I’m sure some of you have probably read David Brooks’ article in the New York Times entitled “I Miss Barack Obama,” and it likely angered you to hear a purported conservative show respect for a liberal President who has self-consciously striven to “fundamentally transform America.”
But, to be fair, I think the point Brooks is making should be considered. Especially as it relates to the ugly nature of the current primaries and the dismal lack of variety we have to choose from even in the crowded GOP field. In Brooks’ own words:
. . . Over the course of this campaign it feels as if there’s been a decline in behavioral standards across the board. Many of the traits of character and leadership that Obama possesses, and that maybe we have taken too much for granted, have suddenly gone missing or are in short supply.
The first and most important of these is basic integrity. The Obama administration has been remarkably scandal-free. Think of the way Iran-contra or the Lewinsky scandals swallowed years from Reagan and Clinton.
So Brooks will miss nothing of Obama’s policies. Rather, it is Obama’s standard of character that Brooks is already missing.
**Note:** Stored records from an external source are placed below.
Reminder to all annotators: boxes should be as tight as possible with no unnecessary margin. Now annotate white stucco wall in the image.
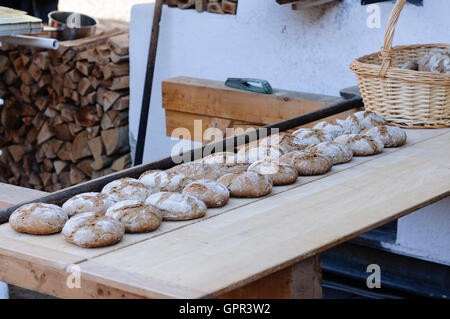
[130,0,450,262]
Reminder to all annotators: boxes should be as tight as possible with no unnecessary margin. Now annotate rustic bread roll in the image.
[248,158,298,186]
[352,111,385,130]
[313,120,344,138]
[307,142,353,165]
[9,203,68,235]
[62,192,119,217]
[280,151,333,176]
[362,125,406,147]
[102,177,152,200]
[258,132,308,153]
[166,162,223,181]
[217,171,272,197]
[197,152,249,174]
[334,134,384,156]
[145,192,207,220]
[336,114,361,134]
[237,145,287,163]
[105,199,162,233]
[182,179,230,207]
[62,213,125,247]
[292,128,333,146]
[139,170,190,193]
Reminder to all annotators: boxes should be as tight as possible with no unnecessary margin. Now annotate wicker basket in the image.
[350,0,450,128]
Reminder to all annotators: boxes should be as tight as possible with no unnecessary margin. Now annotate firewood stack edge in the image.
[0,29,131,192]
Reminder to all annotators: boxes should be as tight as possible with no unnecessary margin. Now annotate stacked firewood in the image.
[166,0,237,14]
[0,30,131,191]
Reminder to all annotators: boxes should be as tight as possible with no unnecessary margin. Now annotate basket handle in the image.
[379,0,406,77]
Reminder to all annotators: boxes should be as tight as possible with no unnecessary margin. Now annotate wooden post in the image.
[219,254,322,299]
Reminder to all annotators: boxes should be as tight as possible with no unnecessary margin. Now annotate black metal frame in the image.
[0,98,364,224]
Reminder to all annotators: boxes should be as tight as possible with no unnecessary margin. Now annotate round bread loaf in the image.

And honestly, it’s a sad, and sadly true, reality that Obama’s public persona and private behavior have made him look sane, respectable, and honorable compared to most of the people currently running for president. I would contend that Brooks’ article could be retitled “I Really Despise Most Everyone Currently Running for President,” without changing much of its substance.
Furthermore, George W. Bush’s presidency was largely scandal free as well. The shock factor of Brooks’ article would have been greatly attenuated if it had been titled, “I Miss George W. Bush.” The real point here has a lot more to do with psychology than politics.
Remember when Obama became president, and that goofy George W. “Miss Me Yet?” meme surged into the public arena? And that’s just the way it has been, is, and will be. If we survive the next president’s term, it’s likely he’ll also be re-elected or missed. It’s just human nature to hold on to what we know, even if it sucks. It’s a tenet of human psychology at least as old as Shakespeare’s Hamlet, who opined that the uncertainty of the afterlife “makes us rather bear those ills we have, than fly to others that we know not of.”
But there’s another more terrifying prospect involved in all of this, that is, we might end up missing Obama for an entirely different reason than the oft-touted escalation of ugliness in politics: Obama just might be finishing up the presidential term that caps off the Golden Age of the United States. As far as I can see, the United States is precariously balanced on the precipice of disaster. Who knows what the straw will be that breaks the Eagle’s back, but it is almost certain not to fall before Obama and his legacy are safely withdrawn from the White House. In that sense, it might just be a matter of time before we all miss “the good old days” when Obama sat in the Oval Office.
In other words, I do not envy the next American president. He’s likely to be as reviled as the largely innocent Herbert Hoover. The next president is basically playing Russian roulette with a fully loaded gun.